Blake Edwards s'est approprié le film, qui par ailleurs ressemble beaucoup à une production Paramount de grande classe: couleurs splendides, production soignée, mais en prime, il y a l'humour décalé, présent en particulier dans la fameuse scène de la party chez Holly, au cours de laquelle le son passe totalement au second plan, pour favoriser les gags visuels, et George Peppard lâché au milieu de tous ces gens, tel un comique muet un brin décalé. On reverra ça chez Edwards, bien sur, il n'empêche que la scène est superbe. Et il y a le cas Mickey Rooney, interprétant un Japonais de carnaval, le sujet qui fâche le plus les gens à propos de ce film; Edwards a du batailler ferme pour maintenir ce personnage caricatural qui passe son temps à pester contre Holly et ses amis. Mais d'une part les gags (raciaux, donc) de mauvais goût sont tellement gros qu'ils confinent à une certaine forme d'absurde; ensuite, le coté loufoque sied assez bien à la vie dans une bulle sixties de Holly Golightly. Enfin, cela renforce par l'absurde la notion d'aliénation, qui est soit dit en passant au coeur non seulement de ce film, mais aussi de The party, Victor Victoria, The Tamarind seed, Days of wine and roses, Experiment in terror, et de tous ces moments de doute, de déguisement ou de mensonge dans les films de Blake Edwards... Par ailleurs, son sens de la comédie et son timing le poussent à réaliser de nombreuses scènes en plan-séquence, et sous sa direction sure et précise d'admirateur des prouesses burlesques, les acteurs font des merveilles. Audrey Hepburn, pour moi, n'a jamais été meilleure, y compris chez Donen.

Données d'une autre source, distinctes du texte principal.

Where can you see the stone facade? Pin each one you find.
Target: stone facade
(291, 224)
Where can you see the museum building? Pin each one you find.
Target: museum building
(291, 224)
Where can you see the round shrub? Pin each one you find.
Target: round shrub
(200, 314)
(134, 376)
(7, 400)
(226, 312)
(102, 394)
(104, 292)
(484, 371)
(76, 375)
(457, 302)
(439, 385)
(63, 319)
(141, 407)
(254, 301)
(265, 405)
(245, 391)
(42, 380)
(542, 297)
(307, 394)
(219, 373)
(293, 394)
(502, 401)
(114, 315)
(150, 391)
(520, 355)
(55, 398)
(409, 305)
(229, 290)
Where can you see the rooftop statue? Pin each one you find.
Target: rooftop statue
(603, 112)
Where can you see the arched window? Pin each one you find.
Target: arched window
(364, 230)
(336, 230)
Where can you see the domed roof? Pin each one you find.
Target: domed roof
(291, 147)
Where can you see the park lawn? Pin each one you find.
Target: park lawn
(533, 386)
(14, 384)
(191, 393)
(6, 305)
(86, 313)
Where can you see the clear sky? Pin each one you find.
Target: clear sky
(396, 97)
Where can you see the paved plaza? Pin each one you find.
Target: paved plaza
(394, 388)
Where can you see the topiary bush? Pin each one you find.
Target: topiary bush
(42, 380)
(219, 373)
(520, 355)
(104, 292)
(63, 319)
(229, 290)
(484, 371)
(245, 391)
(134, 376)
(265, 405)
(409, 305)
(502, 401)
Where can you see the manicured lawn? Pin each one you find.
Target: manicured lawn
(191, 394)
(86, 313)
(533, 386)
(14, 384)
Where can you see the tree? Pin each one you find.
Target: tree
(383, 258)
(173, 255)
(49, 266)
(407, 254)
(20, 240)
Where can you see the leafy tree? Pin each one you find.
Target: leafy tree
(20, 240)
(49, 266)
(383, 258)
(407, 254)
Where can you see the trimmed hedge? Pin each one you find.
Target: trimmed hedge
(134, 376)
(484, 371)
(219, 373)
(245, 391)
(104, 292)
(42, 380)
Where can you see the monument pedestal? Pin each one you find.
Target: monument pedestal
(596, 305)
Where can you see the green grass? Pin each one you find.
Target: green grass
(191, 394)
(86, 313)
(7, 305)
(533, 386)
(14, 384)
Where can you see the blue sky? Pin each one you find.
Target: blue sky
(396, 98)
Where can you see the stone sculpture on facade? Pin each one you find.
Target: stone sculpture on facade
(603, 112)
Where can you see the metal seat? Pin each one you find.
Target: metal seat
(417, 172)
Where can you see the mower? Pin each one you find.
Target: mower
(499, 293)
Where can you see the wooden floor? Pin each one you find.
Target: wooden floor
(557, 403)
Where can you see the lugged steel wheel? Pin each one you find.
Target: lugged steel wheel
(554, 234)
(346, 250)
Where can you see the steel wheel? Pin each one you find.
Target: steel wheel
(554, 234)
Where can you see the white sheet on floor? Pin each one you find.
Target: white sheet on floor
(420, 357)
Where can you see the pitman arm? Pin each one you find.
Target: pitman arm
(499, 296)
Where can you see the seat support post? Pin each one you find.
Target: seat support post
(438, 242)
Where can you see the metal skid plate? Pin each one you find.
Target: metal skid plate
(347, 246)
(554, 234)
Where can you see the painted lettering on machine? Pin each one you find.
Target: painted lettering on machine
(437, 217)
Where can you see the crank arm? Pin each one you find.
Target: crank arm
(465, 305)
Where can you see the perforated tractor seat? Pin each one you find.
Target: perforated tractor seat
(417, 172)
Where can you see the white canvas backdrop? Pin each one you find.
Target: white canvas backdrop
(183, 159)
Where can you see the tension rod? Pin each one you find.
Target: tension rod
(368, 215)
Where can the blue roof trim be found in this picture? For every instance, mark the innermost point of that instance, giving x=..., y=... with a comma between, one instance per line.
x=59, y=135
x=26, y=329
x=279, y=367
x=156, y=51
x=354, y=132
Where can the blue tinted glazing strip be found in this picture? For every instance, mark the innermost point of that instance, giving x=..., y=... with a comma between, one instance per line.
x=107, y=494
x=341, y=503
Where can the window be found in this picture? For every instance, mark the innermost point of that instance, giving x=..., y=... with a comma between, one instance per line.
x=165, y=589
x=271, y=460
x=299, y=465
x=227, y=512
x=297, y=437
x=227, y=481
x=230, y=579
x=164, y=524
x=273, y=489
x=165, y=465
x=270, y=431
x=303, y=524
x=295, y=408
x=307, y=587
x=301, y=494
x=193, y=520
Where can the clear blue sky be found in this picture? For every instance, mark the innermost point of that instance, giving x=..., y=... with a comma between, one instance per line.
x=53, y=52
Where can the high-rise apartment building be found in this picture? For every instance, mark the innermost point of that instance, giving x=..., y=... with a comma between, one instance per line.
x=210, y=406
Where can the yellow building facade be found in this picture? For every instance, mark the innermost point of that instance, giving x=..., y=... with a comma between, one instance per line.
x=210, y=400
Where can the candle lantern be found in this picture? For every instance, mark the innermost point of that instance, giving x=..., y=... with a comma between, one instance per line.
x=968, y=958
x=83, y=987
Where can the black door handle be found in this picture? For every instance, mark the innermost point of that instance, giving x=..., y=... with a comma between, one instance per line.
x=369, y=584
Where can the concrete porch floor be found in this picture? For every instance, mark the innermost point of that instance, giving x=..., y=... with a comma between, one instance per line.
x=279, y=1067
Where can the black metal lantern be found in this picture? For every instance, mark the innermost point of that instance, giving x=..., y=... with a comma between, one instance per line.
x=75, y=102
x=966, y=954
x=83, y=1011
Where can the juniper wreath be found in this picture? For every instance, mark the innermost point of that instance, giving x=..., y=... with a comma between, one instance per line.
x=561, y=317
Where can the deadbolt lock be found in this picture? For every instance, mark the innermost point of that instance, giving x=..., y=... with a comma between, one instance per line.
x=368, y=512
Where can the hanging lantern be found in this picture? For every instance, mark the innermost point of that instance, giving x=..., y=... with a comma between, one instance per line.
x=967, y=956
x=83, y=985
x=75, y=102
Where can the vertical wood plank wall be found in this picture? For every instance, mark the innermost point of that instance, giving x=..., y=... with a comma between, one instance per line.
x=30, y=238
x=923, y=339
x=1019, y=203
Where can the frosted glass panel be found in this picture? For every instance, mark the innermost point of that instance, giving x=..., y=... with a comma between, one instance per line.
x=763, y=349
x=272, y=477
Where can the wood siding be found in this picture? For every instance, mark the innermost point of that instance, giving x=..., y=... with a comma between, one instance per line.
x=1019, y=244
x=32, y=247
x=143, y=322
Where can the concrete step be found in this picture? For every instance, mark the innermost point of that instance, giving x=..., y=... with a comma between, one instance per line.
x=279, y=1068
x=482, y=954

Le charme indéfinissable de ce film doit sans doute beaucoup à l'impossibilité de le catégoriser de façon définitive, tant comme une comédie que comme un film sentimental; c'est comme toute l'oeuvre du metteur en scène qui ne s'est jamais cantonné dans un style tout en imprimant sa marque à tous ses films. La scène durant laquelle Paul se laisse suivre par "Doc" commence d'ailleurs comme une scène d'un film policier, avec la complicité de Henry Mancini (A ce propos, faut-il rappeler que ce grand film est aussi l'une des premières participations de Mancini à un film de Blake Edwards, et une partition superbe? on y trouve, en thème de générique, et repris souvent, dont une fois interprété par Audrey Hepburn, Moon River). Mais il est aussi un film très beau et qui propose un regard très humain sur l'aliénation d'un peuple tout entier tourné vers la réussite, et dont il nous conte les aventures de deux exclus, qui ont à un moment pris la tangente, l'une par la case Hollywood, avant la quasi-prostitution, et l'autre, un écrivain raté qui vit dans sa propre ombre, et a besoin de faux sentiments de femmes mures pour survivre. Un bien grand, noble et puissant sujet, pour un film inépuisable, qui commence par un petit déjeuner décalé, pris devant la devanture de Tiffany's, au petit matin.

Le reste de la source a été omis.